In an additional new consultation, the commission is asking…
- “whether access to Sky’s Ethernet-enabled STBs would enable qualifying OTT movie service providers to compete more effectively with Sky’s movies services”
- or “whether, in the foreseeable future, this remedy will be rendered superfluous through technical and market developments, in particular the adoption by consumers of Internet-enabled TVs and STBs, including YouView”.
Sky has only recently enabled its own on-board on-demand service, Anytime+, which includes movies, on its boxes. It is also increasingly making its own content available on other devices and platforms including YouView, for which it is a content partner, when it launches next year.
A compulsion to host rival services on its own box would be a massive boon to rival services like Netflix, Lovefilm and Blinkbox because Sky is in around 10.5 million UK homes.
But the notion is likely be contested vigorously by Sky. In any case, the technical challenge could be considerable since Sky’s current Sky+ box was not built to host over-the-top services.
Research carried out by Screen Digest for the commission has found the most common scenario across leading markets is for pay-TV rights with the six Hollywood majors to be split between different operators.
Previous remedies proposed by the commission had been…

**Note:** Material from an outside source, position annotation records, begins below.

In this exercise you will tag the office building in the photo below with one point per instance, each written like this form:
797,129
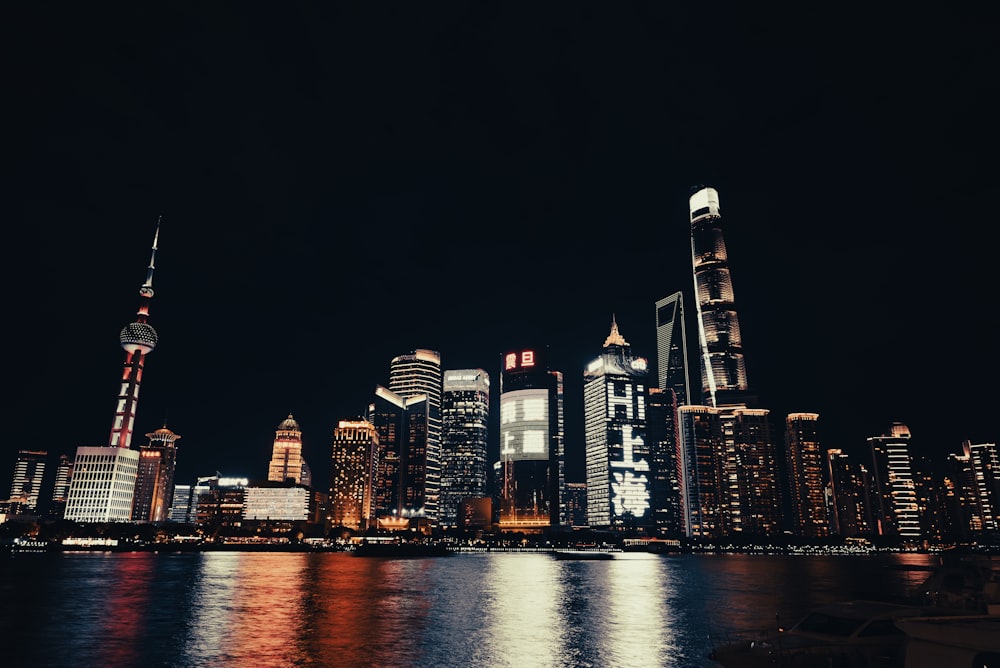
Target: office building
26,483
286,453
671,348
352,474
104,477
894,492
704,510
60,489
465,411
411,375
723,369
848,496
154,485
664,458
805,475
617,452
400,493
532,456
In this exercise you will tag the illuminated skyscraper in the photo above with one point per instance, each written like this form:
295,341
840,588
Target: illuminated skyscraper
894,492
617,453
532,458
465,411
352,474
664,458
671,347
411,375
60,490
104,477
286,454
723,370
400,493
154,485
29,470
805,464
850,505
705,510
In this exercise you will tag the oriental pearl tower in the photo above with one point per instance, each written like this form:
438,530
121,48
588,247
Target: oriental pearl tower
137,339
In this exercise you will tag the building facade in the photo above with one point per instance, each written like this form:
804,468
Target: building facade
154,484
805,475
415,374
26,483
103,480
723,369
286,453
465,412
618,462
671,348
894,493
532,456
352,474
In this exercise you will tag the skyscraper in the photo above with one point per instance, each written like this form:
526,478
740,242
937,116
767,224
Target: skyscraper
29,471
154,485
850,504
352,474
671,347
286,454
894,492
60,490
410,375
104,477
400,491
723,370
805,467
532,458
704,508
617,453
465,411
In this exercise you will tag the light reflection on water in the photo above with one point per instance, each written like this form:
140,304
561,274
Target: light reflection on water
334,609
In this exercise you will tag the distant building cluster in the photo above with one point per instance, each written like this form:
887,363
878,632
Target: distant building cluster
661,460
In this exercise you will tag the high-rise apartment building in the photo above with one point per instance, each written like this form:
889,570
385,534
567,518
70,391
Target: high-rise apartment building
751,471
104,477
154,484
411,375
894,493
671,347
29,471
848,494
60,489
352,474
532,455
286,453
723,369
805,469
618,467
704,508
465,411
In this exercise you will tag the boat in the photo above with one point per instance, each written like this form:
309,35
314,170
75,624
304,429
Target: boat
400,549
971,641
847,634
584,553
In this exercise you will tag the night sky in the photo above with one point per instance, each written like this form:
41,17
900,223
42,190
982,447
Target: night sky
342,183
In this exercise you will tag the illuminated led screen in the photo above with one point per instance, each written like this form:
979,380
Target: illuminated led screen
524,425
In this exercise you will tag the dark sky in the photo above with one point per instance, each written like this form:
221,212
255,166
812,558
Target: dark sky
342,183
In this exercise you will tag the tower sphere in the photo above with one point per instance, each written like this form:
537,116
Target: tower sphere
138,336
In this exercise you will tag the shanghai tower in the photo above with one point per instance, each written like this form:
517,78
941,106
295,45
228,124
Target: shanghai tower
723,370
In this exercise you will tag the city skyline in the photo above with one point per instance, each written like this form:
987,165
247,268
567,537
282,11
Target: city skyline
312,231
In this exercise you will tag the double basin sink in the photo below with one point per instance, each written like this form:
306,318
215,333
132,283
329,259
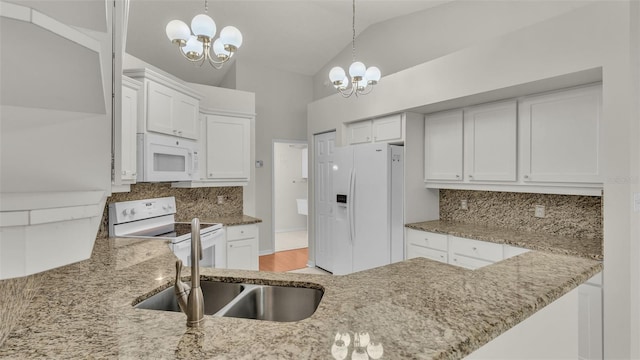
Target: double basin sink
249,301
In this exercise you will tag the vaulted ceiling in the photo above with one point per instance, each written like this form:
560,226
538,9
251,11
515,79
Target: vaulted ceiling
294,35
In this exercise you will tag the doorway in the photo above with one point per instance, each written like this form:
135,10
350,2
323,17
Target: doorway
290,203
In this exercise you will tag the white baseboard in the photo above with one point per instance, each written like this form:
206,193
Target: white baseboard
291,230
265,252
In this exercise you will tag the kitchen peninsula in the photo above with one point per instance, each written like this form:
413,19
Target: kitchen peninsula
415,309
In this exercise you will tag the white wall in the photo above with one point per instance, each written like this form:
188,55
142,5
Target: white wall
400,43
593,36
289,186
281,112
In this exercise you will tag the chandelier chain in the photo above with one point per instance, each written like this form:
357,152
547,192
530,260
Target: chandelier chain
353,27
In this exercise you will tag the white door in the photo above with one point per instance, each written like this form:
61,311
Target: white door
443,146
324,198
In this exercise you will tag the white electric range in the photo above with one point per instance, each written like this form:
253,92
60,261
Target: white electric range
155,219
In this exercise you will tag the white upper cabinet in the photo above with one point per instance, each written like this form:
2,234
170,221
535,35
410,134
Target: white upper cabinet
545,143
490,133
388,128
359,132
560,136
385,129
228,148
169,107
125,141
443,146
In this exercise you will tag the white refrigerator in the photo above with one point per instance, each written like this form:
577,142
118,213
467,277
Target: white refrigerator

- Restricting the number of major studios from which Sky may license exclusive FSPTW (first subscription pay-TV window) rights
- Restricting the range of exclusive rights which Sky may license from the major studios
- ‘Must retail’ measures requiring Sky to acquire on a wholesale basis and market to its retail customers products incorporating FSPTW movie content created by other parties
The commission has ruled out these remedies…
- Wholesale must-offer
- Divesting Sky of its rights acquisition, content aggregation and wholesaling functions
- Divesting a proportion of Sky’s retail customers
- Changing the duration of the FSPT
- A price control
- Coterminous studio contract
It has also proposed “requiring Sky to publish the expiry dates of its contracts relating to FSPTW rights with the six major studios, so as to increase the ability
for rival bidders to engage in timely negotiations”.